WHAT MEDITATIVE EXPERIENCES (for humans) CAN WE BUILD AROUND HUMAN INTERACTION WITH TECHNOLOGY?

HOW CAN TECHNOLOGY BE DESIGNED TO AUGMENT CRAFT SKILLS WITHOUT MAKING CRAFT REDUNDANT?

WHAT IS THE FEELING OF BEING A CRAFTSMAN?

WHAT VALUE/S DOES CRAFT HAVE? MONETARY, CULTURAL, SOCIAL?

WHEN DOES A THING BECOME OBSOLETE?

In trying to answer some of these questions, I felt the need to really understand the kind of tasks a weaver performs and the experience they go through while operating the loom - from spinning the yarn to setting up the loom, from seemingly endless repetitive motions to the precise control of each yarn's tension. This naturally presented many more 'implementation' focused questions such as:

How does one set up the loom?

How long does it take?

How is the weaving pattern represented, and then coded into the loom? and so on...

A loom consists of many different parts, and when setting up the loom, the weaver handles all the different parts to successfully feed the yarn through the heddles, adjust individual yarn tension, as well make sure all yarns are on the same tension. The different parts are highlighted on the left.

Prototype 1

This was an implementation-focused paper prototype for understanding how the heddles and treadles of a floor loom work. In short, each treadle (or pedal) is connected to a shaft (aka harness) that carries an X number of heddles. Pressing on a specific treadle lifts up the shaft connected to it.The heddles are long strings (sometimes rods), usually made of metal, that has an eyelet in them. The yarn goes through this eyelet and depending on which eyelets have been threaded and which shaft is lifted by pressing on the treadle, the woven pattern changes.

The purpose of this prototype was to visualise how threading a specific heddle, and which combinations of treadles, will produce what type of pattern. Each cut strip of tracing paper (the horizontal ones) represents a shaft, and there are 4 different types of shafts. By selecting two shafts at each step (overlaying them), I get the pattern at the bottom right corner. But I could also select only one shaft at one step, then select 3 shafts at the next, then select 2 different shafts etc. to create a much more complex pattern.

Prototype 2

While cutting many strips of paper by hand late in the evening, I got reminded of how I used to cut lots and lots of paper patterns when I used to do fashion. Each assignment required us to make patterns both in paper and in cardboard and we'd stay up late into the night cutting patterns by hand. After a while, our hands would start to get sore and tiny blisters would start forming where the scissors were held too tightly. The cardboard patterns required more strength... and lots of patience.

This got me thinking about the sound of cutting paper. I know that cutting patternmaking paper produces different sound from cutting cardboard. And it is the same with weaving. An expert weaver has better rhythm and in fact makes less noise, while an amateur weaver's rhythm is inconsistent and there is generally more noise, from the beater slipping out of the hand or the shuttle dropping to the floor.

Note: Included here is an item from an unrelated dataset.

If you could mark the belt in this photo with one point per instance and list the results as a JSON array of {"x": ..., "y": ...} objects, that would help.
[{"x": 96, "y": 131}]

Prototype 2 attempted to investigate this by using the sound produced while cutting four different types of paper.

Prototype 3

The last prototype became more of a multi-material prototype and incorporated a cardboard box, wooden doll pins and cotton yarn. The purpose of this prototype was to visualise and also understand how a card loom would work. From preparing the yarn strands to setting up the card loom, there are many small variations that can be tweaked that change the final outcome. Threading the yarn through the holes in the yarn from the back to the front would create a different result than if it was threaded from the front to the back. I could also have 2 yarns threaded from the back, 2 from the front. Despite being one of the simplest loom designs, the card loom is still able to produce unexpected complexities.